Liban : Onze morts suite à une frappe israélienne dans le sud
Onze personnes, dont deux nourrissons, ont perdu la vie dans un village du sud du Liban suite à des frappes israéliennes survenues dans la nuit de dimanche à lundi, selon des informations relayées par un média d’État.

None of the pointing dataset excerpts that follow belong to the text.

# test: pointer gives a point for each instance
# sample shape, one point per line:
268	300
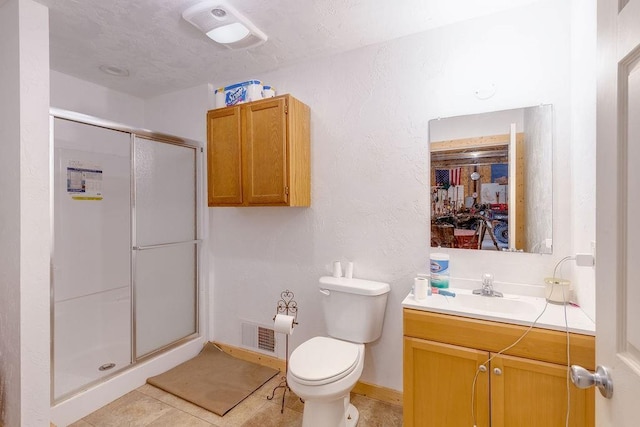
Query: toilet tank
353	308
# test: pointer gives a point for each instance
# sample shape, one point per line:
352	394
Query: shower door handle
166	245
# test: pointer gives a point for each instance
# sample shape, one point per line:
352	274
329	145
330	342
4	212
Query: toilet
323	370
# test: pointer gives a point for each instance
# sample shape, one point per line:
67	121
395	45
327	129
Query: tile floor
150	406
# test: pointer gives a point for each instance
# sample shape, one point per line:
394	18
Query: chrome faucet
487	287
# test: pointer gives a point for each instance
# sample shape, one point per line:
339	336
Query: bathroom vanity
448	343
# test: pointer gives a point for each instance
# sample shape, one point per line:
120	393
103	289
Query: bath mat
214	380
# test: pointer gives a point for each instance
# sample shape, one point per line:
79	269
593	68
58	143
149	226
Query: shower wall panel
91	254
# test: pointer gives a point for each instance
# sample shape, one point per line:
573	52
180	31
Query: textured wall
70	93
9	217
24	214
369	119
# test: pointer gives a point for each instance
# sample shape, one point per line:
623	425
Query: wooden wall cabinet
258	154
525	386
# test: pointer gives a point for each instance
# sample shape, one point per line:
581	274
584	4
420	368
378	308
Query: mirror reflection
491	180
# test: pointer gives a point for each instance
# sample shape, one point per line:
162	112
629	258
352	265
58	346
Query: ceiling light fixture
224	25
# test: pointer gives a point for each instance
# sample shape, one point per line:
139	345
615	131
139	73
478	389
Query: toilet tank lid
354	286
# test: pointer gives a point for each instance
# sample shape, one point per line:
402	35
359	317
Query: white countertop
550	316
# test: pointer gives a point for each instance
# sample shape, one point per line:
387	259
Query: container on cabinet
238	93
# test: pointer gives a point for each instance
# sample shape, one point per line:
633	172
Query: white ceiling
165	53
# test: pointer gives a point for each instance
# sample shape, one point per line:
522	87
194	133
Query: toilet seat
322	360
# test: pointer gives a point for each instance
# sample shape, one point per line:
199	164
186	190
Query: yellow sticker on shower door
84	180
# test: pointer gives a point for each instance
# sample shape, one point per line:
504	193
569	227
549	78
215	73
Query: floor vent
255	336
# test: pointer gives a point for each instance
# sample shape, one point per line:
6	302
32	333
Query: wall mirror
491	180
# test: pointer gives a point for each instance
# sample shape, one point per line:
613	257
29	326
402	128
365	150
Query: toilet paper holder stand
288	306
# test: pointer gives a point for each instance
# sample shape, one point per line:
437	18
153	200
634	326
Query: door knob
585	379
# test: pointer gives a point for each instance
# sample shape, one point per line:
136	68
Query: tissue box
238	93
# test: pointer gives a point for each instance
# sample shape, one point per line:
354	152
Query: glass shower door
166	246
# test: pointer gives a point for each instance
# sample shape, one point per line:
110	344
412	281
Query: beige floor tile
151	406
81	423
270	416
375	413
131	410
175	417
291	401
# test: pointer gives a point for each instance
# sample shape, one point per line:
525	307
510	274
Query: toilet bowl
322	372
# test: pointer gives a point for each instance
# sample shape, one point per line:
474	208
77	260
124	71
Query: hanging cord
566	328
524	334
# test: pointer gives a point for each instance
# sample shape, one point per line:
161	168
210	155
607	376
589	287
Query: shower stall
125	248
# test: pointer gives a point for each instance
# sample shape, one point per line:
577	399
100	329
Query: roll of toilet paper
283	324
337	269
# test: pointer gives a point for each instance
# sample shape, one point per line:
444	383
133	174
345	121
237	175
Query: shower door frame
57	113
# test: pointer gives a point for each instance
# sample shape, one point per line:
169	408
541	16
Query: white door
618	209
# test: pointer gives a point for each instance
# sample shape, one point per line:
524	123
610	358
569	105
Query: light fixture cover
219	27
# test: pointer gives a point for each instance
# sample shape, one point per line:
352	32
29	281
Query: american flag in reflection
454	176
442	177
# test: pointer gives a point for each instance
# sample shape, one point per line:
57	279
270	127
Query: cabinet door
224	157
266	153
438	383
532	393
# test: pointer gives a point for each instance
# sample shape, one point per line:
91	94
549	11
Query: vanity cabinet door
438	381
528	392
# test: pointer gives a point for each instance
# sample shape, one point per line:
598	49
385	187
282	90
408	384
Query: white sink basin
493	304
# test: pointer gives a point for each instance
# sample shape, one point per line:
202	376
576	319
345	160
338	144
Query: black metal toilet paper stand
288	306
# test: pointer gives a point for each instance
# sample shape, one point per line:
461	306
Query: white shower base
97	396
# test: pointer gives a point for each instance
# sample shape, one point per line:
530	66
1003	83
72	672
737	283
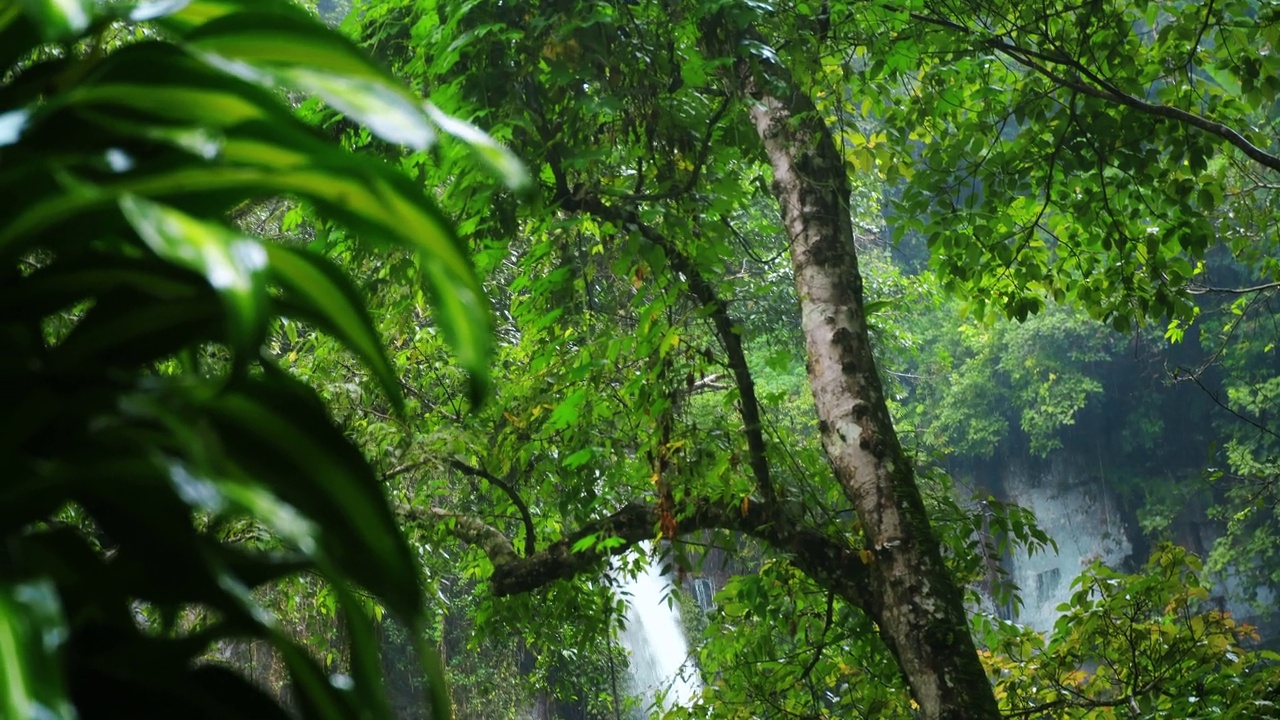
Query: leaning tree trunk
917	605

Ces attaques font suite à des raids distincts qui avaient déjà causé la mort de sept personnes, malgré un cessez-le-feu en vigueur.
Le ministère israélien des Affaires étrangères a mis en cause le Hezbollah, l’accusant de « violations répétées » du fragile cessez-le-feu, alors que le groupe pro-iranien n’a pas revendiqué d’attaques depuis le 20 juin. L’intensification des frappes israéliennes dans la région a été observée depuis que l’armée a annoncé avoir pris le contrôle de la crête d’Ali Taher, une position stratégique du Hezbollah à Nabatiyé.
Une frappe a particulièrement marqué les esprits, détruisant un immeuble résidentiel à Kfar Remmane et tuant neuf personnes. Deux secouristes ont également trouvé la mort lorsque leur véhicule a été touché dans la même localité, selon l’Agence nationale d’information (Ani). Un photographe de l’AFP a rapporté que l’immeuble de trois étages était complètement rasé, avec des manuels scolaires et des débris éparpillés sur les lieux. Les équipes de secours continuaient de fouiller les décombres à la recherche de survivants lundi matin.
Les habitants de Kfar Remmane, qui avaient récemment regagné leurs foyers après avoir été déplacés par le conflit entre Israël et le Hezbollah, vivent désormais dans la peur. Fouad Chakaron, un résident, a exprimé son angoisse, affirmant que l’immeuble touché abritait des personnes sans lien avec le mouvement chiite. De plus, il a souligné qu’aucun avertissement n’avait été donné avant la frappe, contrairement à une attaque survenue dans le village voisin de Deir Zahrani.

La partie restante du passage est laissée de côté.